An Everyday Apocalypse, Theatre Review. Page To Stage Festival, Small Cinema, Liverpool.

Liverpool Sound and Vision Rating 7.5/10

Cast: Harriet Wilson, David Ward, James Dorman.

When the inevitable breakdown in society comes, would you be searching for the best place to hide and wait it out till the authorities find a way to exert control back or would you spend it in a locked room talking about the breakdown in your personal life and that of those you love.
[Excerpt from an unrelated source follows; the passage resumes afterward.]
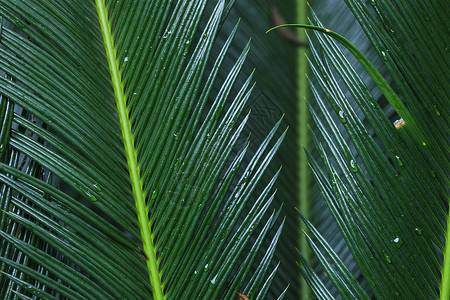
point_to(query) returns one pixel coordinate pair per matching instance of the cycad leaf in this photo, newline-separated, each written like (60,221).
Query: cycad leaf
(117,158)
(388,194)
It is a question many will hope to never answer but as Thomas Oléron Evans explores in his play to stage production An Everyday Apocalypse, sometimes the end of the world is a lot closer to home than we ever imagine.

Zombies might be the latest fashion when it comes to predicting how society will eventually destroy itself and it is easy to see why when we don’t even understand the nature of how we are being consumed each day, how to be seen as not being consumers we are somehow alien to the rest of society’s ill, that if we allow the very human act of just standing still for a while and taking in the smell of a rose or listening to the heartbeat of one we love, then somehow we have failed. Zombies may be the latest fashion but they probably are closer to our eventual demise than most would dare admit.

When the virus takes hold, one Crosby couple find themselves in that precarious position of being trapped with each, a fate it seems that is harder to handle than making a dash for the car and heading for the wilds of Scotland’s natural habitat and a place to wait out the end of time. It is perhaps the bravest decision, home is where the heart lies and for Maya and Rob, the spectre of their marriage has always been right alongside them, the possible issues that need discussing and ones that any normal couple would see as tearing them apart; the rabid teeth of jealousy so much more difficult to out manoeuvre than a zombie aiming to rip out your throat.

As the conversation becomes harder to bear, the parallels between life and death are brought to life by the cast and in David Ward the feeling of failure in keeping the soul safe from its own internal harm is magnified and played out with distinction; the undercurrent of seething jealousy more destructive than any apocalypse can measure.

A very enjoyable play, one that brings home the idea of humanity willing to eat itself, to destroy itself by its own actions and inadequacies is to know that zombies are real, they just act like us.